Pago de Carraovejas was founded in 1988 and is located in the town of Peñafiel. Pago de Carraovejas loosely translates to "the place where the sheep walk by".
The ongoing pursuit of excellence best defines the career of José María Ruiz, Pago's founder and principal shareholder. In 1982 the Restaurante José María opened its doors in Segovia and the ideas of the young and curious man begin to take shape. José María Ruiz began by transforming the very concept of wine as it was served in the hearty Castilian Taverns. He started by eliminating the traditional pottery pitcher in which they were served and started serving bottled wine, caring meticulously about the presentation, right temperature, conditions, and the serving protocol.
The Ribera was then unknown as wine making region, but Jose María's vigorous efforts to improve the role and treatment of wine in his restaurant had led him to become an ardent explorer of the land and the wines of the area. It was clear to him from the start that it was from this region where his wine, perfectly matched to the star dish of his restaurant and the region, cochinillo (roasted suckling piglet), had to come.
In 1987 José María Ruiz lead a group of wine loving Segovians and together they conceived the idea of creating a winery in a region that can produce good reds. Three reasons made them choose the hillsides of Carraovejas, in Peñafiel. First, Peñafiel has been historically, the hub of the Ribera del Duero wine making region, and the area with more potential of all the Spanish wine making regions. Second, its proximity to Segovia. And third and probably the most important reason, because the elders of the village remembered the hillsides of Carraovejas as the best grape ripening site, as later confirmed by numerous studies.
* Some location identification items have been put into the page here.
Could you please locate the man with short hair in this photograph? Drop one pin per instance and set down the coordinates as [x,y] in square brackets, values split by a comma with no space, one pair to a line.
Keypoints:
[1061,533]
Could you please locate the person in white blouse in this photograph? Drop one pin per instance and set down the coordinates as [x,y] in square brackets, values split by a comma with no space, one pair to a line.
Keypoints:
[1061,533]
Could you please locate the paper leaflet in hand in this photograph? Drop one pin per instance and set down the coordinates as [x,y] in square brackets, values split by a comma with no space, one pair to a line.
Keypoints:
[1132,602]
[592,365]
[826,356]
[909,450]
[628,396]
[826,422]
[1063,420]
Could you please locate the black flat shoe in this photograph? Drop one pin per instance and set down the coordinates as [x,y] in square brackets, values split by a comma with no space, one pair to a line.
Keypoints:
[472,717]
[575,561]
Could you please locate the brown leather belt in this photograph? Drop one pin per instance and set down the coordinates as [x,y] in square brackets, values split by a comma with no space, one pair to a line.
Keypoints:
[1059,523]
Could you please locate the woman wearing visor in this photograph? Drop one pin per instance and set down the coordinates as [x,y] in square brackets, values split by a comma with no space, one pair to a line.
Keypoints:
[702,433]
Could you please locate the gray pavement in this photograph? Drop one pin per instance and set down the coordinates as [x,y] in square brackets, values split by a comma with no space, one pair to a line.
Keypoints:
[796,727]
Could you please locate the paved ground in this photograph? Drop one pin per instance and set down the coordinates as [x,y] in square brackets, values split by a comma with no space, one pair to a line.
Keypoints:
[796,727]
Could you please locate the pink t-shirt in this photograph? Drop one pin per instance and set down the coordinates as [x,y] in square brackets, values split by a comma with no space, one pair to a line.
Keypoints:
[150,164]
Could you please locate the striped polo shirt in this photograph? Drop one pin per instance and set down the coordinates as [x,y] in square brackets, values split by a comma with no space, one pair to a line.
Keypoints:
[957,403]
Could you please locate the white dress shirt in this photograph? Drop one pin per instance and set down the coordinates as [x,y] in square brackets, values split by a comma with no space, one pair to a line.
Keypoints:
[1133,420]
Naturally, choosing the right location, land and climate was essential. Three kilometers outside Peñafiel, in the sunny enclave formed by the valleys of the Botijas River (a tributary of the Duero River), the land enjoys a microclimate created by the sweetening influence of the Duero River, the dominant west winds that keep the vines healthy and the south facing aspect of the softly rolling hillsides, sheltered from the damaging effects of the north wind and devastation from the spring frosts and autumn freezes. The perfect conditions for a thriving vineyard: sun and air.
They had found the place, and it was Carraovejas. Using experience and technology to optimize the already favorable conditions of the area, they were able to make the first Ribera del Duero wine containing 25% Cabernet Sauvignon (at a time when Tinto Fino ruled absolute). They were also pioneers in bringing French oak barrels to the Ribera del Duero, as well as installing drip irrigation at the estate.
Today the Finca comprises 140 hectares, all red grapes, planted 75% to Tempranillo and 25% to Cabernet Sauvignon. The vines are situated on the southern flank of Carraovejas ridge at 850 meters above sea level. The local micro-climate is harsh and dry: cold winters, hot summers and an annual rainfall less than 400 mm. The soils are low in nutrients with a mix of limestone, chalk and sand. Carefully metered drip irrigation controls vine stress, which along with the terrain, soils and micro-climate, produces grapes of optimum concentration and ripeness, vintage after vintage. Production is at 50,000 cases and the winery uses a 50 - 50 combination of French (Allier) and American (Ohio and Missouri) oak of which 33% is new oak each year. They currently make Crianza, Reserva and Gran Reserva styles; no Tinto Joven here. Only 10% of their wine is exported. The maceration of the reds occurs in fat stainless steel tanks suspended off a single plane of waffled stainless.